The CAT begins to affect as the fruit begins its maturation (P<0.05), and finally, when the two factors (temperature and time) are compared show that catalase activity is power significantly (P<0.05).

Polyphenol oxidase (PPO). PO showed (Figure 5) an increase in values of 41.09 ± 0.11 U g-1 in physiological maturity, 39.7 ± 0.45 U g-1 in ripening and 61.4 ± 0.7 U g-1 in senescence. Sapodilla fruits presented a gradual darkening during maturation because PPO are responsible for the enzymatic browning reaction, which is triggered during the handling, storage and processing of fruits and vegetables (Steffens et al., 1994). This enzyme catalyses the oxidation of polyphenol substances naturally present in raw materials, producing substances responsible for changing in the colour, sensory and nutritional characteristics (Rosenthal et al., 2002).

Several reports suggest that the enzyme is localised exclusively in plastids and is released to the cytosol after senescence damage or deterioration of the organ (Steffens et al., 1994).

Fruits stored at 6 °C and 10 °C presented an inactivity of PPO until day 10 without being could reactivated after the transfer at room temperature of 27 °C. At 15 oC PPO activity showed a significant increase on day 10 and a maximum at 20 days stored at this temperature. At the end of storage, the activity of the PPO of fruits stored at 21 °C was increased in the transfer at room temperature of 27 °C with a maximum value of 46.3 ± 0.12 U g-1, This is seen a continuous decline in the curve PPO activity (Figure 5).

PPO increases during the ripening process; similar behaviour has been reported with the Zapote mamey (Selles, 2007).

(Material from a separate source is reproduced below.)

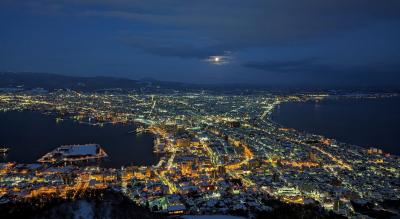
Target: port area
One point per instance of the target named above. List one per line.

The temperature decreases in PPO activity were statistically different (P<0.05) at 6, 10 and 15 °C with respect to 21 °C and 27 °C. When comparing the time and temperature, there is a marked influence of the temperature over time on the PPO activity in the time (P<0.05), so that the two factors together reduce the observed PPO activity.



The ripening process of sapodilla (A. sapota L.) at room temperature (27 °C) was characterized by an increase in the concentration of phenols and the activity of catalase along with an increased concentration of soluble proteins and the activities of the polyphenol oxidase and peroxidase. The ripening period and senescence of sapodilla fruits was 10 days at 27 °C, while for the fruit stored in cold temperature conditions (6, 10, 15 and 21 °C) it was 20 days, showing that the cold retards the maturation processes like phenols and proteins concentration, and catalytic activity of enzymes such as CAT, PPO and POD.



This work is part of the research project of the University of Cartagena. The authors gratefully acknowledge its financial support.